From 1979 to 1994, she was a lecturer at the management center of the School of Economics and Social Sciences of the University of St. Gallen and led projects there.

== Political career ==
Kleiner joined the Francical Democratic Party (PRD) in 1994. She was elected the same year to the State Council of the Canton of Appenzell Ausserrhoden, even though she had no political experience. She is one of the first two women to sit on it, alongside Alice Scherrer-Baumann, five years after the introduction of women's suffrage. From 1994 to 2003, she headed the finance department. The first woman to be responsible for finance in a Swiss canton, she played an important role alongside the future federal councillor Hans-Rudolf Merz in the takeover of the bankrupt cantonal bank by UBS and also implemented cost-cutting and tax-reduction measures.

She was the first woman to lead the government of Appenzell Ausserrhoden (with the title of Landammann), from April 1997 to 2000. In 2003, she was elected to the National Council, where she sat until 2011. She sits on the Finance Committee (CdF) and, from the end of 2007 to the end of 2001, on the Social Security and Public Health Committee (CSSS). At the same time, she was Vice-President of the Swiss Radical Democratic Party from 1998 to 2006. She was also President ad interim from 2004 to 2005. Kleiner worked on several boards of foundations, associations and social and charitable organisations. She was the first woman to be admitted to the Rotary Club of Appenzell in 1999.

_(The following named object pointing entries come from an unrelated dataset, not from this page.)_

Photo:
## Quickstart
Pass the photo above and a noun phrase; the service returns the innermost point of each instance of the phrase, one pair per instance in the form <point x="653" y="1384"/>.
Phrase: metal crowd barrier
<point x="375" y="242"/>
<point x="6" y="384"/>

From 1998 to 2012, she was a member of the board of directors of the Institute of Tourism and Transport Economics at the University of St. Gallen. From 2011 to 2023, she chaired the cantonal section of Winterhilfe Schweiz, notably ensuring the external representation of the foundation. From 2014 to 2016, she chaired the Appenzell association for assistance to people with mental health problems, of which she then became vice-president.